Am 01.01. verlegt der ArbN seinen Wohnsitz in die Schweiz, so dass er bei Auszahlung der Abfindung in Deutschland nur noch beschränkt stpfl ist. Nach der Rspr des BFH wäre der Schweiz das ausschließliche Besteuerungsrecht für die Abfindung zuzuordnen, da nach dem Wortlaut von Art 15 Abs 1 S 2 DBA Schweiz nur solche Vergütungen im Tätigkeitsstaat versteuert werden können, die konkret für die dort ausgeübte Tätigkeit geleistet werden.
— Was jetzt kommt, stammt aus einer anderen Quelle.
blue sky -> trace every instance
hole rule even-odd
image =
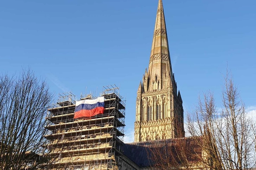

Bei Abfindungen, die als Entschädigung für den Verlust des Arbeitsplatzes gezahlt werden, fehlt es jedoch an dem erforderlichen unmittelbaren Vergütungszusammenhang mit der zuvor ausgeübten Arbeit.

Auch die bestehende Konsultationsvereinbarung mit der Schweiz, die das Besteuerungsrecht für die Abfindung Deutschland zusprach, konnte dieses Ergebnis nicht ändern, da der vorliegende Wortlaut des Abkommens auch bei Umsetzung der Vereinbarung in eine Rechtsverordnung nicht wirksam abgeändert werden kann (so dezidiert BFH vom 10.06.2015, BStBl II 2016, 326 Tz 18 ff mwN).

 

Rn. 226

Stand: EL 173 – ET: 06/2024

Mit der Einfügung von § 50d Abs 12 EStG wird nunmehr eine generelle Besteuerung von Abfindungen anlässlich der Beendigung des Dienstverhältnisses durch den Tätigkeitsstaat gesetzlich geregelt und ein entgegenstehender Abkommenswortlaut unilateral überschrieben (Treaty override). Der Gesetzgeber sieht sich hier im Einklang mit dem OECD Musterkommentar (Nr 2.7 zu Art 15 OECD-MA) und der gängigen Auslegungspraxis anderer Vertragsstaaten (zB Großbritannien, Niederlande, Österreich Schweiz, s Bourseaux/Sendler/Rauert in Schönfeld/Ditz, DBA, Art 15 DBA Rz 73 (2. Aufl 2019)).